One of the main challenges in population genetics is how to define a “population”. Should one study only the population that comprises your target sample (e.g. SCZ patients in Norway), or should one constrain itself to cultural boundaries, geopolitical borders, cross-ethnic boundaries, etc.3? In the absence of infinite resources these choices are mostly made for a variety of economic, political, and practical reasons. For instance, the government of a European country might be more willing to allocate resources into geno- and phenotyping of people living within their own borders than it would for the people living within the borders of a country on another continent. Inequality in the availability of population samples then follows the same patterns highlighted in Psychiatry and mental health. As a consequence, the largest population samples are still concentrated in the Global North. This means that in the first decades of GWAS4, and even today5,6, nearly 90% of studies focused on samples with White European ancestry with more than 70% of studies using participants recruited in either the United States, United Kingdom, or Iceland4. This means that, as the field stands now, when researchers are discussing population genetics they are most often discussing the genetics of a population with predominantly White European ancestry7,8.
The implications for these unbalanced samples are that findings are not generalizable to the population as a whole. However, obtaining balanced samples that cover the diversity of a population demands systemic allocation of resources and the imbalance will take many years to overcome. In the meanwhile, studies using samples comprising predominantly White Europeans need to acknowledge that their findings cannot automatically be translated to other populations.
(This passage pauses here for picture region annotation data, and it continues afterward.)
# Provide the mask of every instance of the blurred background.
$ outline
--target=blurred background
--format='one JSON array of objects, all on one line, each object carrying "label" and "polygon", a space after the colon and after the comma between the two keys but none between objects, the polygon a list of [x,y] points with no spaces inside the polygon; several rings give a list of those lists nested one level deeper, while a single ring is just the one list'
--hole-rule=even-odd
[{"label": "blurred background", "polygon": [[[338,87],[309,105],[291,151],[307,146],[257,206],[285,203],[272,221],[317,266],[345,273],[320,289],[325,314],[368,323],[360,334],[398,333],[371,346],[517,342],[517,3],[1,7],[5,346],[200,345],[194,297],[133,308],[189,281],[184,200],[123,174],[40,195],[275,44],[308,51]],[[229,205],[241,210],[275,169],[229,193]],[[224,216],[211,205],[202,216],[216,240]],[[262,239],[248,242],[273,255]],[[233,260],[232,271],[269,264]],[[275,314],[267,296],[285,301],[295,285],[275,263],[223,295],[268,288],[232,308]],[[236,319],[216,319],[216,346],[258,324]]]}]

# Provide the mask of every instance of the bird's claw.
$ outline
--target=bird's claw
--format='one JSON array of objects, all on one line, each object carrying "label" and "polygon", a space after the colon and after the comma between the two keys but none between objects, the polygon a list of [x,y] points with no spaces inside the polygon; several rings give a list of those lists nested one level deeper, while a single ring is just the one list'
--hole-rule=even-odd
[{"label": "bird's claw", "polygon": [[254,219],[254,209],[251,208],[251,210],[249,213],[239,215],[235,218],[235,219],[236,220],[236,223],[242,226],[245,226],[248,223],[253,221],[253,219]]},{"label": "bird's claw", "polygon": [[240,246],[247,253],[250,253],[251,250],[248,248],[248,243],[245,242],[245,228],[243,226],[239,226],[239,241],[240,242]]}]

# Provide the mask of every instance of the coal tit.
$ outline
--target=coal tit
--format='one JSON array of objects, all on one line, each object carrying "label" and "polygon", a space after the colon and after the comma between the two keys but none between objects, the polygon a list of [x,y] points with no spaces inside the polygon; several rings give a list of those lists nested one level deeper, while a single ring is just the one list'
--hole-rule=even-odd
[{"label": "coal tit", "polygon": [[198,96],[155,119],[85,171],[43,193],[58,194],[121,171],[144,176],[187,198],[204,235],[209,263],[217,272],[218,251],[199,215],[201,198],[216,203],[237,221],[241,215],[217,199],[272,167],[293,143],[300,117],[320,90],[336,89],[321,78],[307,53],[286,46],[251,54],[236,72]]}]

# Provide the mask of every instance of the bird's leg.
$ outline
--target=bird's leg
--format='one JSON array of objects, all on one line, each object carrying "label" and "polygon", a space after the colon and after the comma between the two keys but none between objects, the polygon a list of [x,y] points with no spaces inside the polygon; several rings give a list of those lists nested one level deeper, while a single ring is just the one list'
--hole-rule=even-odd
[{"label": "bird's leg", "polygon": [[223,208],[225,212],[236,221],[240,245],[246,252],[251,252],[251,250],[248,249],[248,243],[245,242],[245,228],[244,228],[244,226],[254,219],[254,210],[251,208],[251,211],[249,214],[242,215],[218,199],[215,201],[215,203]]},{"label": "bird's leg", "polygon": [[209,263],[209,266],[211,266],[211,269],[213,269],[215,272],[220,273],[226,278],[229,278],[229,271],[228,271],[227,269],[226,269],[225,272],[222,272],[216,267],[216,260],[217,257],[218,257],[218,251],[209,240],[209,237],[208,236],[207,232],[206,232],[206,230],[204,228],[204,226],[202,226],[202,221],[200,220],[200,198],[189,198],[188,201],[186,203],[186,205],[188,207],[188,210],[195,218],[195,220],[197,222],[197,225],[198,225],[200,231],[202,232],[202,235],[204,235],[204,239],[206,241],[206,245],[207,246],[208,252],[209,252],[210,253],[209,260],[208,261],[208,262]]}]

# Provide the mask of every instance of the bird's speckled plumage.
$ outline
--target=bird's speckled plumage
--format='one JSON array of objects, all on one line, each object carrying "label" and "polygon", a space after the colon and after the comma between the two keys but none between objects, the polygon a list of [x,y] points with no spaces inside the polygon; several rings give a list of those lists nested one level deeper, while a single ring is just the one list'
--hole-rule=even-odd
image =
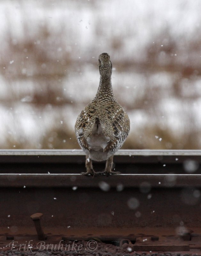
[{"label": "bird's speckled plumage", "polygon": [[77,139],[86,155],[87,172],[94,175],[91,159],[107,160],[105,170],[111,171],[113,155],[123,145],[130,130],[127,114],[114,98],[112,86],[112,65],[109,55],[99,56],[100,84],[95,98],[81,111],[75,125]]}]

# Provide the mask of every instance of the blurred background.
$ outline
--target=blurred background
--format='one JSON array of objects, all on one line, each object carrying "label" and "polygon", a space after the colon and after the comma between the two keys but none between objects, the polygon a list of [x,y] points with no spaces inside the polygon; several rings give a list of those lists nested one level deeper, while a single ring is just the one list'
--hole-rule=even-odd
[{"label": "blurred background", "polygon": [[0,148],[80,148],[79,114],[109,53],[123,148],[201,148],[200,0],[2,0]]}]

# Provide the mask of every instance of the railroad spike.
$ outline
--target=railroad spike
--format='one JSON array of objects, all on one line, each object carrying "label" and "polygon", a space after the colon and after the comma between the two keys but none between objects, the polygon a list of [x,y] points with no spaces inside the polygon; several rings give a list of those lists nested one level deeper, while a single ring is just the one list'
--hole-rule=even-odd
[{"label": "railroad spike", "polygon": [[43,215],[43,213],[38,212],[31,215],[30,217],[34,223],[35,229],[38,235],[39,240],[46,240],[47,236],[43,232],[41,223],[41,219]]}]

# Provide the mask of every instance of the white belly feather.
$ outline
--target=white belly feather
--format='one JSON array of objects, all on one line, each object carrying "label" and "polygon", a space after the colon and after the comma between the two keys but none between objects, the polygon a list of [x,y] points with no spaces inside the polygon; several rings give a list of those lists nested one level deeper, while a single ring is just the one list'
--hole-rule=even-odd
[{"label": "white belly feather", "polygon": [[100,124],[94,124],[91,138],[88,137],[86,140],[90,149],[89,151],[89,156],[92,160],[103,161],[110,156],[110,153],[103,152],[103,150],[110,142],[110,138],[106,137],[103,133],[103,128]]}]

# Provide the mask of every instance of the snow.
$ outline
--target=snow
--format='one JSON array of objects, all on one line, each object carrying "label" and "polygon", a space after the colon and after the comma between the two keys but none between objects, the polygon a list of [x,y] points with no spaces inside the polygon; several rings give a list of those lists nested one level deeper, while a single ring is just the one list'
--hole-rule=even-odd
[{"label": "snow", "polygon": [[140,202],[135,197],[131,197],[127,201],[127,204],[130,209],[135,210],[139,206]]},{"label": "snow", "polygon": [[[157,33],[163,29],[164,24],[169,28],[170,36],[174,39],[180,41],[180,38],[182,38],[187,42],[190,41],[193,38],[195,33],[197,34],[197,31],[199,30],[200,17],[197,10],[201,5],[199,0],[193,2],[187,0],[184,3],[183,0],[154,0],[151,3],[148,0],[126,2],[112,0],[95,1],[92,12],[90,6],[88,5],[83,4],[81,8],[77,8],[76,1],[62,1],[53,6],[48,4],[36,3],[31,0],[23,3],[22,9],[20,2],[17,1],[0,3],[2,13],[0,17],[0,31],[2,49],[6,47],[7,41],[4,39],[9,29],[14,45],[17,45],[24,36],[22,21],[27,25],[27,37],[32,37],[36,45],[39,45],[42,44],[40,38],[37,36],[41,26],[46,24],[49,30],[58,33],[61,27],[60,21],[66,20],[67,17],[66,29],[62,29],[62,36],[66,44],[63,47],[51,44],[52,49],[50,53],[55,51],[61,54],[64,52],[70,53],[74,60],[85,61],[84,67],[81,67],[78,64],[80,62],[77,62],[76,69],[74,67],[69,69],[66,76],[62,79],[58,79],[65,98],[68,99],[71,96],[73,100],[70,101],[72,105],[69,104],[61,107],[59,111],[52,106],[47,106],[45,114],[40,110],[38,112],[41,113],[34,113],[35,109],[28,104],[32,101],[32,95],[37,91],[35,81],[31,79],[35,74],[34,67],[31,69],[27,66],[20,68],[22,75],[30,79],[28,81],[11,80],[9,82],[10,91],[8,90],[7,82],[0,76],[0,99],[5,99],[5,96],[10,93],[19,99],[19,102],[13,103],[13,110],[10,109],[6,105],[0,105],[1,123],[8,124],[0,126],[0,143],[5,142],[5,134],[7,135],[10,132],[16,141],[24,137],[25,140],[27,139],[33,141],[31,147],[40,148],[43,134],[47,127],[52,125],[53,117],[58,116],[59,113],[63,114],[66,120],[69,120],[68,125],[73,131],[79,111],[86,102],[93,99],[96,92],[99,79],[97,63],[100,53],[109,52],[114,65],[120,60],[123,62],[125,60],[129,61],[135,60],[136,62],[138,60],[142,62],[146,60],[144,47],[148,43],[151,42],[152,45],[153,43],[154,44],[158,44],[163,50],[165,48],[168,39],[161,38],[160,41],[157,42],[156,38]],[[121,19],[117,19],[117,17],[121,17]],[[50,17],[51,19],[48,18]],[[9,28],[8,20],[12,24]],[[99,31],[97,32],[97,22],[101,26]],[[133,24],[135,24],[137,26],[134,28]],[[108,24],[111,25],[108,26]],[[108,44],[111,41],[111,34],[116,38],[120,38],[121,35],[120,51],[114,49]],[[27,60],[24,60],[28,61],[30,59],[28,51],[26,49],[24,50],[26,52],[27,51],[26,57]],[[181,58],[177,52],[172,53],[177,59]],[[184,55],[182,58],[186,58],[184,60],[186,61],[188,55],[187,54],[188,56],[185,57]],[[57,62],[60,63],[62,61],[59,59],[57,60]],[[17,60],[12,56],[9,56],[8,63],[9,68],[12,68],[18,64]],[[40,65],[43,69],[47,68],[45,63]],[[2,70],[4,72],[8,69],[4,67]],[[139,72],[135,67],[131,70],[120,72],[117,66],[113,68],[112,71],[112,82],[114,95],[118,100],[126,99],[126,102],[122,101],[124,107],[130,108],[128,112],[132,125],[131,133],[136,132],[147,122],[151,122],[148,112],[150,110],[149,107],[145,111],[139,108],[133,109],[134,102],[143,98],[144,89],[149,88],[151,89],[151,91],[161,89],[161,101],[157,106],[157,112],[161,111],[165,114],[164,126],[174,130],[176,134],[177,132],[183,131],[185,129],[192,129],[190,126],[185,127],[183,125],[184,116],[181,114],[183,112],[186,102],[182,102],[171,96],[173,84],[178,78],[176,74],[159,71],[145,75]],[[187,78],[183,79],[181,86],[184,97],[201,95],[201,77],[197,76],[196,77],[196,80],[192,81]],[[80,91],[81,93],[79,93]],[[57,99],[58,101],[61,100],[59,97]],[[147,100],[145,101],[145,105],[148,103]],[[76,104],[76,108],[73,104]],[[197,127],[200,127],[201,112],[199,110],[201,109],[201,99],[196,100],[193,105],[190,103],[192,106],[187,105],[187,108],[190,109],[197,117]],[[184,115],[185,116],[185,113]],[[63,121],[61,122],[62,124]],[[65,122],[64,120],[64,124]],[[161,139],[159,141],[161,141]]]}]

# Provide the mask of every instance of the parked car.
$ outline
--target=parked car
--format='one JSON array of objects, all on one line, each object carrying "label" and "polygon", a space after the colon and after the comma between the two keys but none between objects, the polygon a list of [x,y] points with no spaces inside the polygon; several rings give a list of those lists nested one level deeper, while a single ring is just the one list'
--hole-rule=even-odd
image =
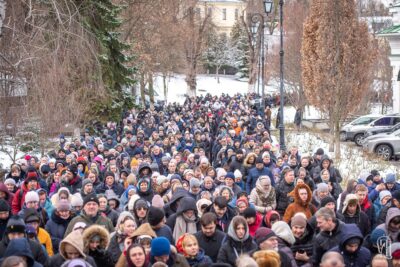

This being said, until resources are more equally allocated, the important work of studying human genetics relies on the largest and best-phenotyped resources currently available, such as the UKB9,10, HUNT11, and the FinnGen study12, although phenotypes in these resources can also deviate from the general population13.
Resources such as the UKB aim to capture the full scope of a population by pseudo-random selection of participants. It attempts to attenuate inclusion bias by using records from the British National Health Service and by operating assessment centers across the country with good access for public transport and flexible operating hours14. Since its conception in 2007, the UK Biobank has provided invaluable insight in disease progression on a number of domains15,16, including cardiology17, infectious diseases18, and mental health19,20. The UKB inclusion focused on individuals aged 40 to 69 in order to increase the likelihood that any potential diagnosis in a participant is recognized and registered, but also to ensure that negative health outcomes do not affect the inclusion, e.g. through survival bias10. Nonetheless, the UKB sample is generally healthier than the general population on a number of items, including weight and alcohol and tobacco intake, and had generally lower mortality at age 70 to 7413. The UKB collects a wide variety of data types including genetics, questionnaires, blood markers, environmental factors, and neuroimaging scans using structural and functional sequences. Since its inception, the UKB has become one of the primary resources for genetic studies on a wide variety of phenotypes. A vast majority of applications for use of the UKB data request the genetic data, and mental health is listed among the top interest areas of applications of UKB data21.